Serangan Arab Saudi ke Situs Militer Houthi di Yaman

Pasukan militer Arab Saudi menyerang situs militer Houthi di Hodeidah, Yaman, sebagai balasan atas serangan terhadap kapal tanker mereka.

E
Eira Orelia
26 July 2026 25 pembaca
Balas Dendam, Arab Saudi Serang Situs Militer Houthi di Yaman
Balas Dendam, Arab Saudi Serang Situs Militer Houthi di Yaman

Pasukan militer Arab Saudi melancarkan serangan ke situs militer milisi Houthi di kota pelabuhan Hodeidah, Yaman, pada Jumat (24/7/2026). Kementerian Luar Negeri Arab Saudi menyatakan bahwa situs yang diserang sering digunakan oleh Houthi untuk mengganggu pelayaran di Selat Bab el-Mandeb.

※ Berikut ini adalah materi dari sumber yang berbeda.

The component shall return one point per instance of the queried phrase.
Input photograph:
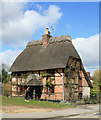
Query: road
(87, 111)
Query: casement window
(20, 89)
(50, 89)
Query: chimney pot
(46, 30)
(46, 37)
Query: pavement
(86, 111)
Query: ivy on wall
(72, 74)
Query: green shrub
(7, 89)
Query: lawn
(11, 101)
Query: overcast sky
(26, 21)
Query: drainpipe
(63, 87)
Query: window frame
(50, 88)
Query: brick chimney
(45, 38)
(88, 73)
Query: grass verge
(11, 101)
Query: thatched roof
(38, 57)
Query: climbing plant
(50, 80)
(72, 73)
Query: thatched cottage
(52, 69)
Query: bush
(7, 89)
(94, 94)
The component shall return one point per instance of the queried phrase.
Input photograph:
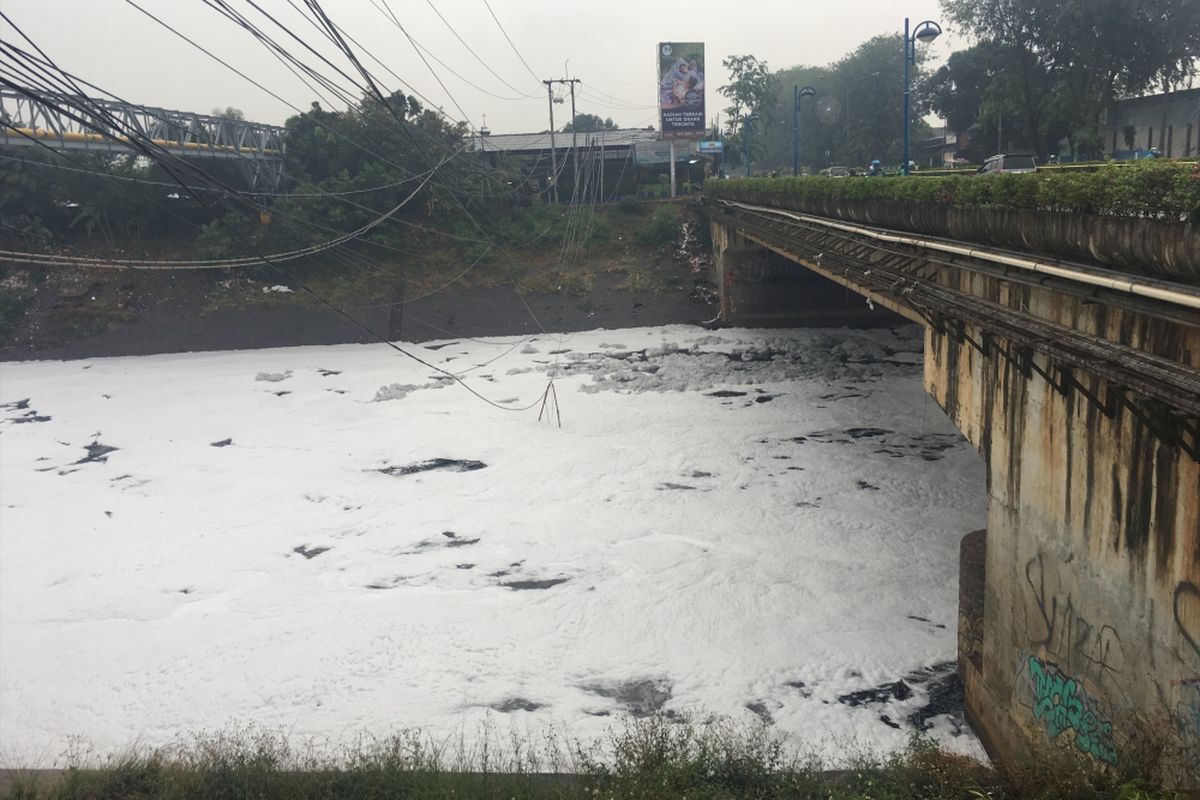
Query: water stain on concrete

Dalam pernyataan resmi Kemlu Arab Saudi, disebutkan, “Dengan menargetkan Hodeidah, rezim (Arab) Saudi telah menjadikan eskalasi demi eskalasi sebagai ciri khas fase mendatang,” seperti dilansir Al Jazeera. Sementara itu, Al-Masirah TV, kantor berita yang berafiliasi dengan Houthi, melaporkan bahwa serangan tersebut juga merusak fasilitas telekomunikasi di Hodeidah dan menyasar Kamaran Island, yang juga memiliki situs militer Houthi.

Al-Masirah TV menambahkan bahwa sirene bahaya di Kamaran Island berbunyi keras saat serangan berlangsung. Diketahui, serangan ini telah melukai seorang perempuan yang kini telah dibawa ke rumah sakit terdekat untuk mendapatkan perawatan.

Juru bicara pasukan militer Arab Saudi, Mayjen Turki Al-Malki, menyatakan bahwa serangan ke situs militer di Hodeidah merupakan balasan terhadap Houthi, yang sebelumnya menyerang kapal tanker asal Arab Saudi di Selat Bab el-Mandeb pada Rabu (22/7/2026). Houthi melakukan serangan tersebut sebagai respons atas serangan Amerika Serikat (AS) terhadap Iran. “Kami melakukan operasi balasan militer yang proporsional terhadap sasaran militer sah milik milisi teroris Houthi di Provinsi Hodeidah,” kata Al-Malki dalam sebuah unggahan di media sosial X, seperti dikutip Arab News.

Berdasarkan keterangan Pemerintah Arab Saudi, serangan Houthi menyebabkan kapal mengalami kebakaran hebat dan kerusakan yang cukup parah, namun tidak ada laporan mengenai korban jiwa akibat serangan tersebut. Hodeidah merupakan kota yang sangat penting bagi Houthi, karena berada di bawah kendali mereka dan sering digunakan sebagai pusat penerimaan bantuan kemanusiaan internasional untuk warga di Yaman utara, yang kini mengalami krisis kemanusiaan berkepanjangan akibat perang saudara yang berlangsung sejak 2014.

Serangan Arab Saudi ini mencerminkan eskalasi konflik di Timur Tengah yang dipicu oleh perang antara AS dan Iran, serta keterlibatan negara-negara di kawasan dalam memerangi sekutu Iran seperti Houthi. Di sisi lain, angkatan bersenjata Iran juga semakin intens menyerang negara-negara sekutu AS di Kawasan Teluk, termasuk Bahrain, Qatar, Kuwait, dan Uni Emirat Arab (UEA).